Sommeil et douleurs musculaires : un lien sous-estimé
21 avril 2026 · 2 min de lecture

On parle beaucoup d’ergonomie, de posture, d’exercices. On parle moins d’un facteur qui influence pourtant considérablement la façon dont le corps gère la douleur : le sommeil.
Le corps se répare la nuit
Pendant le sommeil profond, l’organisme libère l’hormone de croissance, essentielle à la réparation des tissus musculaires et tendineux. Les disques intervertébraux se réhydratent, c’est pour cette raison que nous sommes légèrement plus grands le matin qu’en fin de journée. Le système immunitaire régule l’inflammation locale.

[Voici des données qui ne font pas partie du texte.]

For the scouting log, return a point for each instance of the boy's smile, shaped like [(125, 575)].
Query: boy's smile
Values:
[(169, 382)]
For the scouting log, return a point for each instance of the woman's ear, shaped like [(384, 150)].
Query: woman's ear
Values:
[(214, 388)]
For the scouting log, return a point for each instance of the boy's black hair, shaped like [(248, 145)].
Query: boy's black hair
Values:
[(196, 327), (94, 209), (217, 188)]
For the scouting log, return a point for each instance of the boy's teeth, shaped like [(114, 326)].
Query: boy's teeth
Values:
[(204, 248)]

Lorsque le sommeil est de mauvaise qualité ou insuffisant, ces processus sont perturbés. La récupération musculaire est incomplète. Le seuil de perception de la douleur s’abaisse : des signaux qui seraient normalement tolérés deviennent douloureux. C’est un fait bien établi : une mauvaise nuit rend le dos, les épaules et le cou plus sensibles le lendemain.
Le cercle à briser
La douleur perturbe le sommeil. Le manque de sommeil amplifie la douleur. Ce cercle vicieux est l’un des mécanismes les mieux documentés dans la chronicisation des douleurs musculosquelettiques.
Bonne nouvelle : il fonctionne aussi dans l’autre sens. Améliorer son sommeil réduit la sensibilité douloureuse, parfois de façon spectaculaire.
Les bases d’un bon sommeil
Pas de recette miracle, mais des principes éprouvés. Se coucher et se lever à heures régulières, y compris le week-end, le corps apprécie la routine. Limiter les écrans une heure avant le coucher : la lumière bleue retarde la production de mélatonine. Maintenir la chambre fraîche, entre 18 et 20 degrés.
L’activité physique améliore la qualité du sommeil, à condition de ne pas la pratiquer trop tard en soirée. La caféine a une demi-vie de cinq à six heures : un café à 16h agit encore à 22h.
Ne pas dramatiser
Une mauvaise nuit occasionnelle est normale et sans conséquence. Le corps dispose de marges de résilience considérables. C’est la dette de sommeil chronique, plusieurs semaines de nuits trop courtes ou fragmentées, qui pose problème.
L’objectif n’est pas la perfection. C’est la régularité.